The pickup's high base price seems to be an issue.
The Jeep Gladiator has a lot going for it. It's currently the brand's only pickup in a country that's obsessed with them. It's got that badge on it, a promise of excellent off-road capability. And it's got a lot in common with the much-loved Wrangler. Despite all of this, dealer discounts of up to $9,000 have been spotted in recent weeks, according to a report from Automotive News.
That's a giant price cut, considering that the Gladiator is pretty much an all-new truck that shouldn't be struggling to find homes. According to the Automotive News Data Center's estimates, sales of the Gladiator registered a reasonable 6,000 in October 2019 but dipped again after that.
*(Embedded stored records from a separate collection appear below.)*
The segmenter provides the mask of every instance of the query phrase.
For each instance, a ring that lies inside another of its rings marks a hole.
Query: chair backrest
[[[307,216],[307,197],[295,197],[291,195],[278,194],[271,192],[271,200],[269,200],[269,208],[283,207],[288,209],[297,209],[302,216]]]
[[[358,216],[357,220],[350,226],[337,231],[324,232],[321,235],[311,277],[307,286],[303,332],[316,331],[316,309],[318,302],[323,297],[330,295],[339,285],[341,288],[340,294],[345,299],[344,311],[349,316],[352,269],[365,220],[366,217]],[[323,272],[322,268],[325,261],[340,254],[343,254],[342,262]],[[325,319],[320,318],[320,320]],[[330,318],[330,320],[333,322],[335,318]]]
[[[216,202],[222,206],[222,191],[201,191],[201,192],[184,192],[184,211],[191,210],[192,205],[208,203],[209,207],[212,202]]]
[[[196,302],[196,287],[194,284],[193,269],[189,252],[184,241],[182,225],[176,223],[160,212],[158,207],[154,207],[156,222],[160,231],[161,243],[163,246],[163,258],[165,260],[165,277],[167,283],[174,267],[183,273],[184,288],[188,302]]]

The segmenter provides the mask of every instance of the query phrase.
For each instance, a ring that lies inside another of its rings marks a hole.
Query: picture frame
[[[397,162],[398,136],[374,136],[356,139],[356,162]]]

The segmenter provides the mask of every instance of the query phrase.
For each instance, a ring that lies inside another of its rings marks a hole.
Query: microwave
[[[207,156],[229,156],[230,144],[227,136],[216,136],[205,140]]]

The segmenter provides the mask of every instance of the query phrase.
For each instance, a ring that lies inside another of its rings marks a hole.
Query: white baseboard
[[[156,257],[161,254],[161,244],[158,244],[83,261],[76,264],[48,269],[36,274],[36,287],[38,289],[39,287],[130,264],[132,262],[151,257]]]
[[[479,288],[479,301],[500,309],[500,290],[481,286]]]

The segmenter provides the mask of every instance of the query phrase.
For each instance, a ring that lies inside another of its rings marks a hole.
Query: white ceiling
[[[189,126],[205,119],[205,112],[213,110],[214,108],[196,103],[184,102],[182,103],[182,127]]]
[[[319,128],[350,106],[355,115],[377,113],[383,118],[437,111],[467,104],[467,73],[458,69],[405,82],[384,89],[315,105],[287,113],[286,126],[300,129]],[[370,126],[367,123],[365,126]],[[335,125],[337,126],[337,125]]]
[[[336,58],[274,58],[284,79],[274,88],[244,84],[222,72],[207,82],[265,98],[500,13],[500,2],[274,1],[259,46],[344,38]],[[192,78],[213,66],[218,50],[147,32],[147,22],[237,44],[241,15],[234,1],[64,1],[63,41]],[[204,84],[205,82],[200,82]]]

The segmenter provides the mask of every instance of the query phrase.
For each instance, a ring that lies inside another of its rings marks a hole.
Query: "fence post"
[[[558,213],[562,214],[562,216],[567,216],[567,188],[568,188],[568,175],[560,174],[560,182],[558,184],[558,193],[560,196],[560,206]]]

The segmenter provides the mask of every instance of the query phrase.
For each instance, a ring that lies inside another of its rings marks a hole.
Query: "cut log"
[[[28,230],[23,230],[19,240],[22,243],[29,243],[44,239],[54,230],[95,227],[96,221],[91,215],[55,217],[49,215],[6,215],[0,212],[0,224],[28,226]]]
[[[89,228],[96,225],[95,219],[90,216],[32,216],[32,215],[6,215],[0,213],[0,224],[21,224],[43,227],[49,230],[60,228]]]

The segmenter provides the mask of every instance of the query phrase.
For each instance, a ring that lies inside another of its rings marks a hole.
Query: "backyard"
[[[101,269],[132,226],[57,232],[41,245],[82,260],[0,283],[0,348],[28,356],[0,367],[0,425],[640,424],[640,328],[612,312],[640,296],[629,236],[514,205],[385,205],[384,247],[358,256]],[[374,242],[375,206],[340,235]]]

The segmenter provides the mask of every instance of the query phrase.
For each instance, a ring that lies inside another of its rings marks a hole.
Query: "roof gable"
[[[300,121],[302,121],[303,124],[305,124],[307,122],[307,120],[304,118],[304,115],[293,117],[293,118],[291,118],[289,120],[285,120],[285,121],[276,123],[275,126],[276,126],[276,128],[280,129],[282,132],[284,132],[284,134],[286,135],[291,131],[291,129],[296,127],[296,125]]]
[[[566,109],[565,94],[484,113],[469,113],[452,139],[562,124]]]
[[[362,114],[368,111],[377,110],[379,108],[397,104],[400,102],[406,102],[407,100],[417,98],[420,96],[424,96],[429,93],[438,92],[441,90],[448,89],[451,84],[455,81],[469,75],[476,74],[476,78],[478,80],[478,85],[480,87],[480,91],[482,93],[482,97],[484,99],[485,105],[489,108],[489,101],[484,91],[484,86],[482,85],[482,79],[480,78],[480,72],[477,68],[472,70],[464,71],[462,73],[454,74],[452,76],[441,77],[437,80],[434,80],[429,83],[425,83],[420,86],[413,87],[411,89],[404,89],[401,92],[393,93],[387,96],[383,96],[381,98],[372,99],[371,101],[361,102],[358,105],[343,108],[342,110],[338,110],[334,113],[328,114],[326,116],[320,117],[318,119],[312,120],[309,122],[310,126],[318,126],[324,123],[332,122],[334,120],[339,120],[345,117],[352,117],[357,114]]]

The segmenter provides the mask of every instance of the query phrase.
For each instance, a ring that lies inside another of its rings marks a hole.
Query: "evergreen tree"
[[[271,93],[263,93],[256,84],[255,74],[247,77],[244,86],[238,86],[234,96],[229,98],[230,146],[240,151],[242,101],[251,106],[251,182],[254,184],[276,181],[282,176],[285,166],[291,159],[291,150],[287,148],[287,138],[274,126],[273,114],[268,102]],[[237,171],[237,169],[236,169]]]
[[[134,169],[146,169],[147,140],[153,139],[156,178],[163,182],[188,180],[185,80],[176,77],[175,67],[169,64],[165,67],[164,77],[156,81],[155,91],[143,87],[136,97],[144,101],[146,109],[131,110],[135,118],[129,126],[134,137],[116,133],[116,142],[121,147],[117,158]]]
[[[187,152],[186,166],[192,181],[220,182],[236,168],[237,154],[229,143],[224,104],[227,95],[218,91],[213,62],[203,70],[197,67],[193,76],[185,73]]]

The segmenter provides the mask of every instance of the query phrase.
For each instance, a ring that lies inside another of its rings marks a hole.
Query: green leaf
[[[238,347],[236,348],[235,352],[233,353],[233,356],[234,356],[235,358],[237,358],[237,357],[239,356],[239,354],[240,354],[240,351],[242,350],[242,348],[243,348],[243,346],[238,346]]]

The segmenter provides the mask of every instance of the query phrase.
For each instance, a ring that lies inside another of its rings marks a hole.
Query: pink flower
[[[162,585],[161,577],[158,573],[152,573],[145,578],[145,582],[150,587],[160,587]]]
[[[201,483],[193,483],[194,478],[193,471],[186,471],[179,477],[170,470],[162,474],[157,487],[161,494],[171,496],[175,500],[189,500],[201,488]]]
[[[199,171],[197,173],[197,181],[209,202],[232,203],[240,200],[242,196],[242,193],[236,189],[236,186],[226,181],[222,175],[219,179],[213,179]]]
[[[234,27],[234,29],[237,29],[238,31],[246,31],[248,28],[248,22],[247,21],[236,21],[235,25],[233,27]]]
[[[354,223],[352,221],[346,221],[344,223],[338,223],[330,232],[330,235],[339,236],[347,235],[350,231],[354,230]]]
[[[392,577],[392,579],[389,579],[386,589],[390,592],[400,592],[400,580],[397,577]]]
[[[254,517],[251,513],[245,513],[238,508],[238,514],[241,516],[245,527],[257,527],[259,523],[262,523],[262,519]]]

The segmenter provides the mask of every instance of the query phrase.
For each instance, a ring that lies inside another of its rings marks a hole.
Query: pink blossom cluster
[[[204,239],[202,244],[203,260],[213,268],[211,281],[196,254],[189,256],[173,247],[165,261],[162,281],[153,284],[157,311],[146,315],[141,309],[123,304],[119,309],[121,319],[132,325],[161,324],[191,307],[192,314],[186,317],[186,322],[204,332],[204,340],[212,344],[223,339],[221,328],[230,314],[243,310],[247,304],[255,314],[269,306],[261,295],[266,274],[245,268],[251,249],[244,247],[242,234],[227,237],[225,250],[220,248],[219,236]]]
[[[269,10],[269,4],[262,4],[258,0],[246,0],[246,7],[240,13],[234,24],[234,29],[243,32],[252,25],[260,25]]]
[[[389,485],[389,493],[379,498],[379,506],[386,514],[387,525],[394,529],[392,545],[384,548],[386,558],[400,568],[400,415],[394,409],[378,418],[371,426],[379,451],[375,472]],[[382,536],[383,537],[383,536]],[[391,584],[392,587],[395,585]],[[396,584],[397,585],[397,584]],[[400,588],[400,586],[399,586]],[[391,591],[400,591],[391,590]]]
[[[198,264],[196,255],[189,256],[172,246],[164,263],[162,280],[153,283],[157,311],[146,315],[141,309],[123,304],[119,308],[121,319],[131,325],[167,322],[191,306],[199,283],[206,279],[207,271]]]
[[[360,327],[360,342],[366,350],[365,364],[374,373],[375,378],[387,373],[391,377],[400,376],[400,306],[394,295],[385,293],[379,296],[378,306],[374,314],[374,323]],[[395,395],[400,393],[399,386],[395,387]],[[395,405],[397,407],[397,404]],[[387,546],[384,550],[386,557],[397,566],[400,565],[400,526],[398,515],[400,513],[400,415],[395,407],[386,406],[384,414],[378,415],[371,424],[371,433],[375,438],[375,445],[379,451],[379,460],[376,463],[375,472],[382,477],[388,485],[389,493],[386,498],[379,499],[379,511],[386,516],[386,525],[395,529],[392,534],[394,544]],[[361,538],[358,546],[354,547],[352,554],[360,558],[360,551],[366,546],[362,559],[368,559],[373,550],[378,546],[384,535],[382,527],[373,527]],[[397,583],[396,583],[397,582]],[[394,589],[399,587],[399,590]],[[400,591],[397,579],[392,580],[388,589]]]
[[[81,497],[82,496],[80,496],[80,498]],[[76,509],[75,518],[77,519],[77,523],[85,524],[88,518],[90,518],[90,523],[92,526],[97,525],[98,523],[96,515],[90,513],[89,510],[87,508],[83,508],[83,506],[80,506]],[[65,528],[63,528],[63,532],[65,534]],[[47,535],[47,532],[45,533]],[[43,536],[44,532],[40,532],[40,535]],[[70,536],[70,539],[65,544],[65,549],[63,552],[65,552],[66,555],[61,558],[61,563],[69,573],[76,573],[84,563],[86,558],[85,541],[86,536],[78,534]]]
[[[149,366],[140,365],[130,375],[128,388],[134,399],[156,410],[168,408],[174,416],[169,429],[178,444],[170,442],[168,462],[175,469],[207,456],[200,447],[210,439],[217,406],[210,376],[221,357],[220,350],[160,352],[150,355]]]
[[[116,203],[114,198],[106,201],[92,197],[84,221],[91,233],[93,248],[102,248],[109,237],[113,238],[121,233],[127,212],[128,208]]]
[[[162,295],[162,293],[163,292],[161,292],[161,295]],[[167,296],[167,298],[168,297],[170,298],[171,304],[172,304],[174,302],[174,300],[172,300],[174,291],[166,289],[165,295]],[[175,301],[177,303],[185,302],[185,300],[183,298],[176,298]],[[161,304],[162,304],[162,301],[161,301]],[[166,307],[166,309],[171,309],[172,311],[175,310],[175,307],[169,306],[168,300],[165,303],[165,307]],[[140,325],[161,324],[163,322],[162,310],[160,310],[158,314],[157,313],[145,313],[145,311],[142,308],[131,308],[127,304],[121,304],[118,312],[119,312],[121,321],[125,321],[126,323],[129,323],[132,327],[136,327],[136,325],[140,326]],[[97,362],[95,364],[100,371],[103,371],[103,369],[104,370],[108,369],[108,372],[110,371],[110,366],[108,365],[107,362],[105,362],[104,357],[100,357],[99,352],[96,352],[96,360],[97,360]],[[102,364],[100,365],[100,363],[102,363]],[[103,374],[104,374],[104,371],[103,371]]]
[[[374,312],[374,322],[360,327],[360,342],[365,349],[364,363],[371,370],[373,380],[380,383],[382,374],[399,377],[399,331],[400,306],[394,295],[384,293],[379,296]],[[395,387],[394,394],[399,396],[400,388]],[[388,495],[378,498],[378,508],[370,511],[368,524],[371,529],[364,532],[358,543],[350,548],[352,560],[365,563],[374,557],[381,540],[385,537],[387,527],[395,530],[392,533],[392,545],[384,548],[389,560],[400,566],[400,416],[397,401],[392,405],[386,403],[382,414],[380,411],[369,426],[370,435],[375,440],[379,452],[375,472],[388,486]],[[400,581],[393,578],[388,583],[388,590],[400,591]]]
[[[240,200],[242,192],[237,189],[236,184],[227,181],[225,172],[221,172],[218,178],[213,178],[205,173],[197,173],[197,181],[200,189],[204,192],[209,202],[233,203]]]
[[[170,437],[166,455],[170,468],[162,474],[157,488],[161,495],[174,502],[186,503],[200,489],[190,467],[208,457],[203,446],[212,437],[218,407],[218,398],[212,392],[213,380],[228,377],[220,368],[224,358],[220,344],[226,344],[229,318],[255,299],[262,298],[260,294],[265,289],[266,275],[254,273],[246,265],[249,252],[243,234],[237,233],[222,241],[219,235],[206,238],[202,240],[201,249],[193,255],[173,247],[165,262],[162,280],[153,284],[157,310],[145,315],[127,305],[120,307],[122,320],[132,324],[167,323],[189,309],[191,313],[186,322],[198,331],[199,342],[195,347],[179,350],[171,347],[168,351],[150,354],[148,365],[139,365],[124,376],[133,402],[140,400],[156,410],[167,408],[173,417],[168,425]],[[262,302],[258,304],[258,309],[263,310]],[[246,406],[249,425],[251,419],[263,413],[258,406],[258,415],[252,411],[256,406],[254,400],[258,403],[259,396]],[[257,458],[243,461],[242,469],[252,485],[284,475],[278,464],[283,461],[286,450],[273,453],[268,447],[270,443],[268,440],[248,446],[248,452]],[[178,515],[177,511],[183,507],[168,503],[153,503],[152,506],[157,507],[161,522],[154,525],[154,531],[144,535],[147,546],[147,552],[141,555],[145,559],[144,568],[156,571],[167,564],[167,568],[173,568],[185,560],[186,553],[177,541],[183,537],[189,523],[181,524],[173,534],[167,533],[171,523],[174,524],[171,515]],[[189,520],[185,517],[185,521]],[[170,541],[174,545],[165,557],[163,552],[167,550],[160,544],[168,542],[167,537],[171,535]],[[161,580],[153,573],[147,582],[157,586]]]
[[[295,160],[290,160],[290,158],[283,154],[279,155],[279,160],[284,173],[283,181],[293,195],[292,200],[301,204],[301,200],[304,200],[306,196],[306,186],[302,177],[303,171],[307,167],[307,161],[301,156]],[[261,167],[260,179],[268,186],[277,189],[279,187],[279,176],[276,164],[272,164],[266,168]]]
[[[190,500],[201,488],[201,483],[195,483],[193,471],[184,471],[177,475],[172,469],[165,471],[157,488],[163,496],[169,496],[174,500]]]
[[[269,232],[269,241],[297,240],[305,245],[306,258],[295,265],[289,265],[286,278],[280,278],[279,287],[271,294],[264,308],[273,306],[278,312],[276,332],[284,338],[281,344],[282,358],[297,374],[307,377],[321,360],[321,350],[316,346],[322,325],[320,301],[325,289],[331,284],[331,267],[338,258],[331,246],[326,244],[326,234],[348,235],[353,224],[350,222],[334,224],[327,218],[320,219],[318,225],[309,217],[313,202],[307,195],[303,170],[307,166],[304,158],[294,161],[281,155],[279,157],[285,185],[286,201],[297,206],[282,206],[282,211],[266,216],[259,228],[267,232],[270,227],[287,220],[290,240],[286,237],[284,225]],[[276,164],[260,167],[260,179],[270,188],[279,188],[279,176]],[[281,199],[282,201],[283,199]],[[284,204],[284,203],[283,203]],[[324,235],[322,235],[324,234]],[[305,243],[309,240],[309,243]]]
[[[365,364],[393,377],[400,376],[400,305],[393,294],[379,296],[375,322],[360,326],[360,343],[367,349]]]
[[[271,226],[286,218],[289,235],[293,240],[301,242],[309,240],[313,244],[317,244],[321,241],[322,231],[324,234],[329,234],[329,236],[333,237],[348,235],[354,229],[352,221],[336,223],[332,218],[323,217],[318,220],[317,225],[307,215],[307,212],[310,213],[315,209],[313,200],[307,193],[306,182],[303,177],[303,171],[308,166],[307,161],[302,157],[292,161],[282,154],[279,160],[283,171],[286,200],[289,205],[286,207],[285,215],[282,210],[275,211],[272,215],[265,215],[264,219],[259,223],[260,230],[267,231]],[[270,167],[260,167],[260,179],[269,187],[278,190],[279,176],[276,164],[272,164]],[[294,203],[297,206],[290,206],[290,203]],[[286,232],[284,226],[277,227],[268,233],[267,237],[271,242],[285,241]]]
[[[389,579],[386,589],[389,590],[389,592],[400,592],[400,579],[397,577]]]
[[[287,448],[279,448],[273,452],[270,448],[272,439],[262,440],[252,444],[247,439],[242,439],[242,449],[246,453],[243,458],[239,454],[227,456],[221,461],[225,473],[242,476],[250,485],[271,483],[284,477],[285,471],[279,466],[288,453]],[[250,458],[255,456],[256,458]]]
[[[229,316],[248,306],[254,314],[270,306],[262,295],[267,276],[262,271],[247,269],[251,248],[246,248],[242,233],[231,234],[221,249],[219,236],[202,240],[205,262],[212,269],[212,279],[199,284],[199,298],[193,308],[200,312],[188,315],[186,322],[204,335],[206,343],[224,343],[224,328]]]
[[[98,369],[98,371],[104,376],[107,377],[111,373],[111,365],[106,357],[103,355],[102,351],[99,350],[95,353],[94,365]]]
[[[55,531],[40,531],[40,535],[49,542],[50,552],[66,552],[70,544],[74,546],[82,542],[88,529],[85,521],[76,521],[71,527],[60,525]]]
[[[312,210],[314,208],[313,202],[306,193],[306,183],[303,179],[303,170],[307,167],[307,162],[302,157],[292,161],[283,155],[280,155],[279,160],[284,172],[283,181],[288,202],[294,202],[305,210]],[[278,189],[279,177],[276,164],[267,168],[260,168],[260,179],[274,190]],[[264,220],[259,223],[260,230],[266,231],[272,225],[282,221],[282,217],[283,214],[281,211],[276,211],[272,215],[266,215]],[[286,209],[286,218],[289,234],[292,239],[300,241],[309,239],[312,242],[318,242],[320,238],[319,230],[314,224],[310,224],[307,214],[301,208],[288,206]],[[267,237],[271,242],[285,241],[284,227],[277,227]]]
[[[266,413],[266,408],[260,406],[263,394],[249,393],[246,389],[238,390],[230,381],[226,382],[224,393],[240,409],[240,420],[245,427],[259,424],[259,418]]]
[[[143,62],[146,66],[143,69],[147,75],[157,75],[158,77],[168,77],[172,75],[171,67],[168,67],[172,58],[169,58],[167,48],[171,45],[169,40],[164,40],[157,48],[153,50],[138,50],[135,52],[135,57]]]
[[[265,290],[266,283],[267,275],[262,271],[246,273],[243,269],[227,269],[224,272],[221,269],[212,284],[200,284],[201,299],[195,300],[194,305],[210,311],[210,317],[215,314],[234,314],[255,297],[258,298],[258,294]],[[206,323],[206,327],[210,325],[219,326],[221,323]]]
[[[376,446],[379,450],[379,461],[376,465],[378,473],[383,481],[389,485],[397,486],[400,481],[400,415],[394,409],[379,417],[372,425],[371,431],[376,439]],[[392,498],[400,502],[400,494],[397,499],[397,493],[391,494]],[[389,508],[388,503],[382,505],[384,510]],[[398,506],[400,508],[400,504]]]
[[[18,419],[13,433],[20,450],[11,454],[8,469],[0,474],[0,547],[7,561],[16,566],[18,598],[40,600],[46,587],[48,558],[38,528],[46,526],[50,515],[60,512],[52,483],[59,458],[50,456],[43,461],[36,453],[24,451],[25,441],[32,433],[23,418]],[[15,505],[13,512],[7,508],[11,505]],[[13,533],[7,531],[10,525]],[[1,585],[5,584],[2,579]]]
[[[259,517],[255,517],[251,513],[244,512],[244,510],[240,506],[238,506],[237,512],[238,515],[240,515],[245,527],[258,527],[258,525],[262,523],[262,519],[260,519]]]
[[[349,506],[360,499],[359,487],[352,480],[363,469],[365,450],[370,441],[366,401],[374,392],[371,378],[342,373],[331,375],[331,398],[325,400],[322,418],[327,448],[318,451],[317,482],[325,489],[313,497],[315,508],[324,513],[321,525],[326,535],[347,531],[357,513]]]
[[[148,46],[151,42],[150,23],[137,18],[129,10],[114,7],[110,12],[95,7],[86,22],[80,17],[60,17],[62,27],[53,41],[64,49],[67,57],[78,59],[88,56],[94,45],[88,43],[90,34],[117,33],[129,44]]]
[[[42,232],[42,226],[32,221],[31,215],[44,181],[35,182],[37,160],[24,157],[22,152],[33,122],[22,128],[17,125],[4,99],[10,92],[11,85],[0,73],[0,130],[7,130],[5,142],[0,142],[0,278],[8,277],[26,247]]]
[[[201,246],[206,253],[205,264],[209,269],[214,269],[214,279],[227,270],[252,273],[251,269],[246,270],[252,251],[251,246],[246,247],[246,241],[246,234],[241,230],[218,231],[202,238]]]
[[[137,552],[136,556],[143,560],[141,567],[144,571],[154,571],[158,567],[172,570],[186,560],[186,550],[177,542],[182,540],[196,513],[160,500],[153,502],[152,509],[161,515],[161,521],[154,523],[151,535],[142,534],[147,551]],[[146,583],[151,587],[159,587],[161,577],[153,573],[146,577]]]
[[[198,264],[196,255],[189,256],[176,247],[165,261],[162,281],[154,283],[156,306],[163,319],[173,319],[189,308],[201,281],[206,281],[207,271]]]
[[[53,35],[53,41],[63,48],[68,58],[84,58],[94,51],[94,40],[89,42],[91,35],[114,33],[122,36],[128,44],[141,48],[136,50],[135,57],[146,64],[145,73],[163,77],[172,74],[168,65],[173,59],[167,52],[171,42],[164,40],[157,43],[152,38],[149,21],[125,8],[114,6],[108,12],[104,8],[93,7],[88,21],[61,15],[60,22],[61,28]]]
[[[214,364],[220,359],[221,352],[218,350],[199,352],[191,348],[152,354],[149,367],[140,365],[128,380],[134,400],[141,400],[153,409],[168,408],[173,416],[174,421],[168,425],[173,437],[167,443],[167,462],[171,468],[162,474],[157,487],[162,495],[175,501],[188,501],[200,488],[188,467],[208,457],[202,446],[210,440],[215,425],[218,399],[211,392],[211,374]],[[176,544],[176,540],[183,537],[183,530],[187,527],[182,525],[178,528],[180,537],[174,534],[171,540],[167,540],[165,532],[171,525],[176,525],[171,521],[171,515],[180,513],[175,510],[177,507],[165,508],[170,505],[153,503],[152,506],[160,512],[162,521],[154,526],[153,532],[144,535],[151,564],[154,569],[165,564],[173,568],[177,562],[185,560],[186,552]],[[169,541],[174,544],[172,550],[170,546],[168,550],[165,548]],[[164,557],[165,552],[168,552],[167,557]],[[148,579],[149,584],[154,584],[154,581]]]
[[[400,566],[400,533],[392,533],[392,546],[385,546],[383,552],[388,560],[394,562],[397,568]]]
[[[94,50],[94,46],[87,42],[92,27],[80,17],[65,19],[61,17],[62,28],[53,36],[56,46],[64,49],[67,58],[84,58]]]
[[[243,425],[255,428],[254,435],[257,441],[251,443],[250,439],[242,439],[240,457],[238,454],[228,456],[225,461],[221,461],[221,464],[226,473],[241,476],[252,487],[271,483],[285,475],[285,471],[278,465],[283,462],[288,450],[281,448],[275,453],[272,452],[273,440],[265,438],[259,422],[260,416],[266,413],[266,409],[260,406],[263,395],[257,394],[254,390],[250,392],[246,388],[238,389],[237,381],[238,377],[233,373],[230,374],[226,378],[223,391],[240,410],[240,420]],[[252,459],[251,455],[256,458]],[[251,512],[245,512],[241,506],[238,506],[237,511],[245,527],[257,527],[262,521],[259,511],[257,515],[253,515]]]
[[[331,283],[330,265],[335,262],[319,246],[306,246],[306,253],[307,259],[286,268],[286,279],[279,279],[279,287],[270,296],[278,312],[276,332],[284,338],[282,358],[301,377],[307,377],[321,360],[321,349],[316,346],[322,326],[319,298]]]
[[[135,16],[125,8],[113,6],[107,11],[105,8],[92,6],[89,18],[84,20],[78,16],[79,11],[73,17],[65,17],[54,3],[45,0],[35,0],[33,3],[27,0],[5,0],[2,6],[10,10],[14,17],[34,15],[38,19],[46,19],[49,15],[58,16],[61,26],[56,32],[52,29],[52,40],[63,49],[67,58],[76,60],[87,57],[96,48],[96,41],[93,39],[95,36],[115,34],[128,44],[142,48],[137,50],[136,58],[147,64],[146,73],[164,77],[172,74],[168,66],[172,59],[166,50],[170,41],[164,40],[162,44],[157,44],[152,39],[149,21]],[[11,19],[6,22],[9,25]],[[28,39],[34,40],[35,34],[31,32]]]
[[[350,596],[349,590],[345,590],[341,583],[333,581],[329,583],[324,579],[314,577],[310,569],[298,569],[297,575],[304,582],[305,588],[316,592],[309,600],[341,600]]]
With a current starting MSRP of $33,545, the Gladiator starts off at a much higher price point than the Ford Ranger's base model which kicks off at $24,410. A $9,000 discount would bring the Gladiator much closer to the Ranger and dramatically improve the Jeep's value proposition. With around 40,000 midsize pickup trucks sold in 2019, Jeep's sales lag far behind the Toyota Tacoma (248,801) and Ford Ranger (89,571) over the same period.
Although, maybe the Gladiator shouldn't pursue volume. In June 2019, the Jeep Gladiator was selling for nearly $60,000 on average, implying that customers highly desire the top-shelf Rubicon model over all things. It's also the most accessorized vehicle in Mopar's entire portfolio, surpassing even the Wrangler. These data points imply that the mighty Jeep truck could go even higher upmarket.
Despite the sales struggles, not all dealers are panicking just yet. The general manager of Millsboro Chrysler-Dodge-Jeep-Ram in Delaware suggested that the Jeep may have started out as a left-field alternative in the segment, but it's plausible that the pickup could challenge the sales volumes of the likes of the Ford Ranger and the Nissan Frontier. Big incentives, naturally, will help the Gladiator to achieve that.
The Houston-based dealer principal at Helfman Dodge-Chrysler-Jeep-Ram-Fiat, Steve Wolf, merely describes the incentives on the Jeep pickup as highlighting a competitive industry. He also said that some competitors provide greater incentives, so a "retail/incentive message" is needed. His own dealership recently offered a Gladiator Overland with a total discount of $5,923 (including FCA's bonus).
Whatever the case, things are vastly different at Toyota, where Tacoma incentives only exceeded $2,000 once in 2019, based on information from Motor Intelligence. With FCA now only reporting quarterly sales figures, we'll have to wait a bit longer to find out if the big incentives have a positive impact on Gladiator sales.